If you’re not an LSU alum, you may not know that one of the things LSU has done to deal with its budget cuts is to change the campus newspaper — The Reveille — from a daily paper to a weekly. As someone who grew up in a journalistic family, I can affirm that it always stings quite a bit when a publication has to make the transition from daily to weekly.

In a recent editorial, student Christopher Godail explained why it might be prudent for The Reveille to print even fewer editions than it does. He noted that the newspaper’s pre-Mardi Gras edition hit the stands Feb. 23 — just two days before the university’s Mardi Gras’ holiday began. A conservative estimate would be that half the student body had already gone home. Godail imagined that most of the newspapers would simply sit in the racks untouched until they’re finally replaced by the next edition.

Godail said he felt students no longer used The Reveille as a source of information. That’s in keeping with nationwide trends in this cyber era. Still, said Godail, he was “proud” to work for the newspaper.

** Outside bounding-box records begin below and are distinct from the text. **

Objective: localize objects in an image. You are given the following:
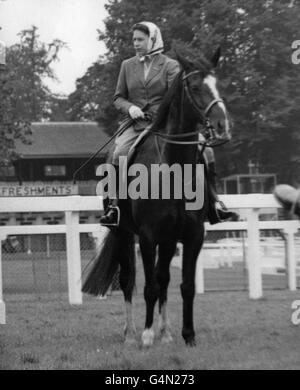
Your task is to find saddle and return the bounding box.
[127,125,151,167]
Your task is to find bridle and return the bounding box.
[73,70,229,183]
[150,70,230,147]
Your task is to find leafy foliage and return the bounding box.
[69,0,300,184]
[0,26,65,165]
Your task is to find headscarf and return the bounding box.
[138,22,164,61]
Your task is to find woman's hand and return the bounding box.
[128,106,145,119]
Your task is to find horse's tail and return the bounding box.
[82,229,135,297]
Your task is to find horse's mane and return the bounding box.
[152,70,183,131]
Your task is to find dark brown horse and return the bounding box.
[83,50,229,346]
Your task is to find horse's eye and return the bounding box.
[191,85,200,92]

While campus newspapers can be valuable sources of information, their primary value is probably as a laboratory where writers can learn their trade before they have to deal with the often competitive, and sometimes cutthroat, world of newspaper journalism. Roger Ebert and Hugh Hefner both worked for the student paper at my alma mater The University of Illinois. Both were able to hit the ground running after graduation and wound up becoming the preeminent national figures in their very different types of journalism.

Godail is a junior, so we should be able to see pretty soon whether he decides to use his appreciable journalistic skills in the state of Louisiana after he graduates.

‘I Have A Lot Of Talents’

In Lafayette, Kelon George has started a restaurant review blog. This is newsworthy because Kelon is 9.

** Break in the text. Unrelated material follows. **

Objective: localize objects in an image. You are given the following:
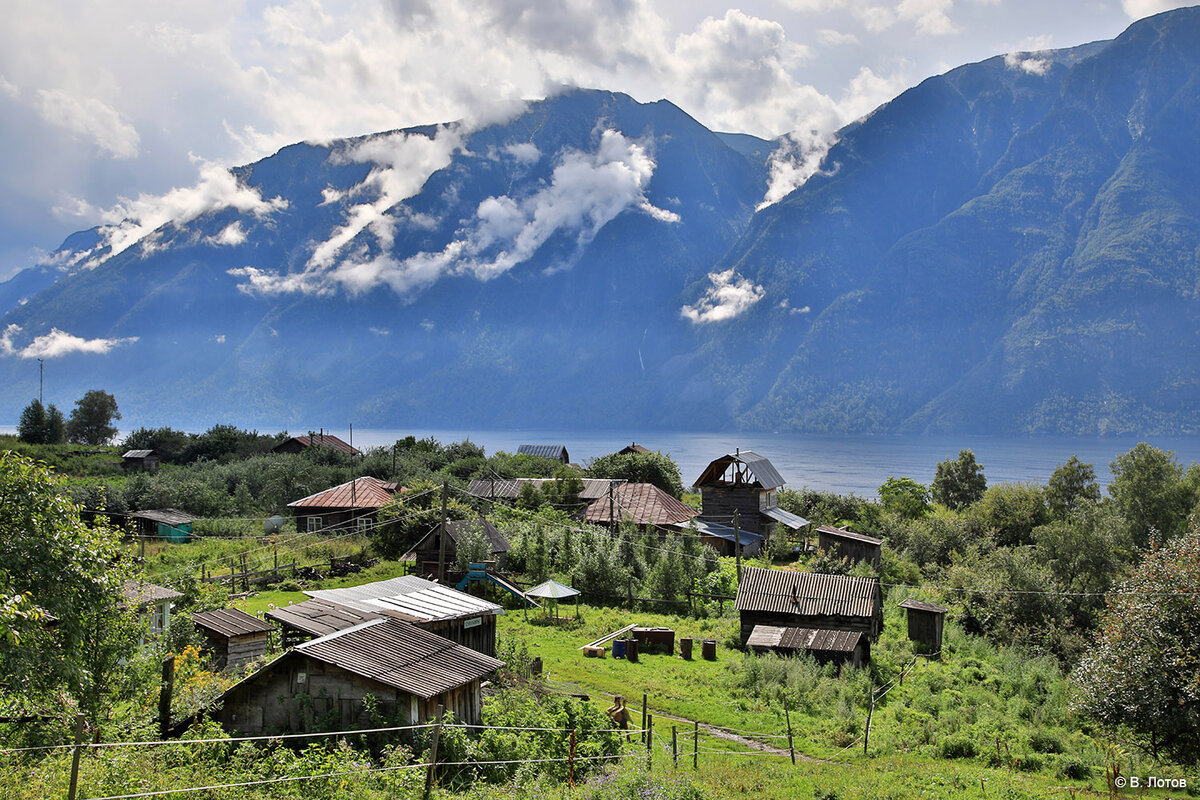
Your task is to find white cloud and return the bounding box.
[0,325,138,359]
[679,267,767,325]
[37,89,139,158]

In his review of Lafayette’s Agave restaurant, Kelon concluded that the cheese detracted from the refried beans; the rice was too soggy; the tortilla chips were too thick and some of the chicken in his quesadilla was burnt. Still, he gave the venue 3.5 stars out of 5, on the grounds that the tasty salsa was a strong compensating factor; the presentation of the food was attractive; and the restaurant was unusually clean.

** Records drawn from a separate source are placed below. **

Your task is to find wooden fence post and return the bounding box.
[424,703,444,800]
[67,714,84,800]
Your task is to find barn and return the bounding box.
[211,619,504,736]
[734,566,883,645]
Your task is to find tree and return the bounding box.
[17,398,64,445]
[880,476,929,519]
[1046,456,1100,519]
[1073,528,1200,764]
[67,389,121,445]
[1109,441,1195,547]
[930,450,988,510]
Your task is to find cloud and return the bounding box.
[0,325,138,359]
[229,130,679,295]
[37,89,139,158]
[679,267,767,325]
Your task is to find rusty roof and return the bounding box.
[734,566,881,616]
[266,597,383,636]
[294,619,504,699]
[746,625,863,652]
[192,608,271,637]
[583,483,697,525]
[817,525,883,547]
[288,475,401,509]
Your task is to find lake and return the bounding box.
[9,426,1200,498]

Like many youths who start writing when they’re very young, Kelon has an abundance of energy and self-confidence. Last year, he put together a lemonade stand that he called Kelonade; with it he raised $500 for his church.

He told the Daily Advertiser, “I have a lot of talents. I don’t know what I want to do just yet, but I’ll figure it out.” Imagine having 10 years to figure out what you want to do when you grow up.

At the time of this writing, Kelon’s restaurant blog, which he calls “Kritic,” had 500 views. That number will go up dramatically now that the Daily Advertiser has published a story about his blog.